Он меня как держал, к себе прижимая, – так и отпустил резко, захохотал обидно.
- Да что ты о себе возомнила, - ревет грозно, - чернавка! Я в твою сторону и глянуть лишний раз боюсь, чтобы не испугаться. Мимо я проезжал, случайно тебя увидел - проветриться выехал, вот и решил пошутить, посмотреть снова, как краснеть будешь. Что ты там пожелала, молчать? Вот и молчи. Чтоб ни слова от тебя не слышал! И в город пешком пойдешь!
Вздохнула я – опять гордыня в нем вскипела, опять он словами меня отхлестал. Что же ты царь нетерпеливый такой, не видишь, что ли, как смотрю на тебя, меня обижающего? И такая горечь меня взяла горькая! Поклонилась ему в пояс, чтоб не видел, как слезы из глаз потекли, да так и стояла, пока он на коня не вскочил, бедного Бурку не пришпорил и не поскакал по лугам, злющий, как рой осиный.
А я, домой когда с травами вернулась, к собакам заглянула. Псица, что меня укусила, лежит, вздыхает, глазами виноватыми смотрит – мол, прости, не со зла я, а от боли лютой.
- Ну что ты, - бормочу, - не виноватая ты. Тут и человек-то с обиды кусается, а ты тварь четырехногая, неразумная.
Высыпала травы, взяла ножик острый – псица рычит, но смирно лежит – поддела щепу, вытянула ее, гной выпустила, травами обмотала. Сижу рядом с ней и плачу, а псица мне слезы слизывает, собачьим духом обдает – не плачь, девка, спасибо тебе за заботу. Вот собака – а ласковее и понятливее иного человека.
Пошла я на кухню, а там Авдотья Семеновна суетится, поварят гоняет.
- Велел царь наш угощение готовить, столы накрывать, - говорит, - иди помойся, помогать тебе придется. Гостей созывает, дружину свою верную на пир да невест приглашает, выбирать жену себе будет.
Я кивнула молча. Пошла воды в свой сарай натаскала, глины наковыряла, вымылась, одежду натерла, опять мокрую на тело надела и на кухню помогать.

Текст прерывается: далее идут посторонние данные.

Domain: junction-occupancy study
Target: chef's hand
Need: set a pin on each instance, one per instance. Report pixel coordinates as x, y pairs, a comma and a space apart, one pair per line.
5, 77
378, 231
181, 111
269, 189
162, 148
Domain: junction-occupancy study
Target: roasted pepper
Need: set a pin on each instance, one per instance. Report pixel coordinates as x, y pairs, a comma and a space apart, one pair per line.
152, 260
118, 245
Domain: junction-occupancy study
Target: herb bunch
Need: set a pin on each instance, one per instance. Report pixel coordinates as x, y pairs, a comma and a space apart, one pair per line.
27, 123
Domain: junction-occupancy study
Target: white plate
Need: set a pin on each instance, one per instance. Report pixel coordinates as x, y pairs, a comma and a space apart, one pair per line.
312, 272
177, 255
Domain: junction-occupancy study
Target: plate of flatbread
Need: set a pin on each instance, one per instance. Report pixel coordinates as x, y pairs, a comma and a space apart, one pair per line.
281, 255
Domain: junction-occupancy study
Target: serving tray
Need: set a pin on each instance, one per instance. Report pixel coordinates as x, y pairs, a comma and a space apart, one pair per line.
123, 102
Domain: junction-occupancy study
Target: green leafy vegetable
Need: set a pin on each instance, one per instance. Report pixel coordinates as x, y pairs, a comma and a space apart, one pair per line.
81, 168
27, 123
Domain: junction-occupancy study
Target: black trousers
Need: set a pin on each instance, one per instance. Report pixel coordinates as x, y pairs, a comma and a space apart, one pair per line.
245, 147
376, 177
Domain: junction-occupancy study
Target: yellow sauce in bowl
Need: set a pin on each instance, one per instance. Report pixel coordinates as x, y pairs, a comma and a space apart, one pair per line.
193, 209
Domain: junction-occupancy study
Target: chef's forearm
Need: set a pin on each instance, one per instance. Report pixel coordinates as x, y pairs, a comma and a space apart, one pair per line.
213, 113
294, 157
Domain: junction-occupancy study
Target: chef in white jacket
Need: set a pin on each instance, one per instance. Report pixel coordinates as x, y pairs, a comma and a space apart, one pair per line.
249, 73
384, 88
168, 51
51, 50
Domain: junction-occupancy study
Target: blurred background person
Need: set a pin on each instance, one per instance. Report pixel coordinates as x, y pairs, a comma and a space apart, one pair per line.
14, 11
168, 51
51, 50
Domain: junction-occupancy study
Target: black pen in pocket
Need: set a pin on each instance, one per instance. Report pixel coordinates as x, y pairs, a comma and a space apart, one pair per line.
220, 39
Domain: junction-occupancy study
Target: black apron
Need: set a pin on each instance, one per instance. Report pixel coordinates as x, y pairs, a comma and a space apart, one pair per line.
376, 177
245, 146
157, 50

Автодья-то на нас покрикивает, указания дает, а я молчу.
- Да что же ты, онемела, что ли? – удивляется.
А я руками развожу и на рот показываю, не могу говорить и все тут.
Помрачнела повариха, нахмурилась, на потолок посмотрела, черпаком медным по печке постучала.
- Ох, - говорит, - и он дурень, и ты, девка, дура, лбы толоконные, дубовые, гордые. Видимо, пока не расшибетесь, не поладите.
А я знай себе тесто мешу, капусту крошу, пирожки леплю, в печь выкладываю – хорошо рядом с печкою, жар идет, одежда сохнет. Так до вечера мы готовили, а потом пришла я к себе в каморку, письмо перечитала… и порвала его. Побежала к Авдотье, попросила еще бумаги дорогой кхитайской – и села писать.
«Батюшка родной, Марья моя любимая. Не бойтесь и не жалейте меня – жива я, забрал меня полоз великий, Кащей Чудинович, к себе в мир подземный. Ты, Марьюшка, себя не вини – не тебя он хотел, а меня, перепутал в темноте-то. И ты, батюшка, не печалься, что за долг твой я ушла – не обижают тут меня, живу в неге и радости, сплю до полудня на перинах пуховых, а потом сижу, орехи сладкие ем, медом запиваю. Выделил мне царь щедрый самые лучшие палаты да десяток служанок, как царевна тут живу в почете и уважении. Хорошо мне тут, хоть и скучаю я по вам, мои родные, очень сильно. Ну, даст Бог, свидимся. Алена, сестра ваша и дочь».
Свернула я письмо, набралась смелости и пошла в терем верхний. Поскреблась в дверь опочивальни царской. Он открыл, посмотрел на меня, усмехнулся печально.
- Что, - говорит устало, - неужто целовать пришла?
- Нет, - отвечаю смело, - пришла письмо тебе для родных моих отдать. Дал слово ты его отправить, царь подземный, исполни уж свое обещание.
И письмо ему протянула. Он его взял, губы скривил.
- Что, небось, написала, как тебе тут плохо?
- Конечно, - подтвердила я горячо, - все расписала, нажаловалась. Да и какое тебе дело?
- Я прочитаю, - пригрозил он, - чтобы не наврала ничего.
Я аж руками всплеснула, головой покачала.
- Так куда я без вранья-то, надежа-царь? Читай на здоровье, только пойду я, а то норов у тебя горячий, зашибешь еще ненароком.
- Когда это, - спрашивает нехорошо, - я тебя бил?
- А хотелось? – язвительно ответила я.
Он осекся – а я улыбнулась горько и прочь пошла, в каморку свою.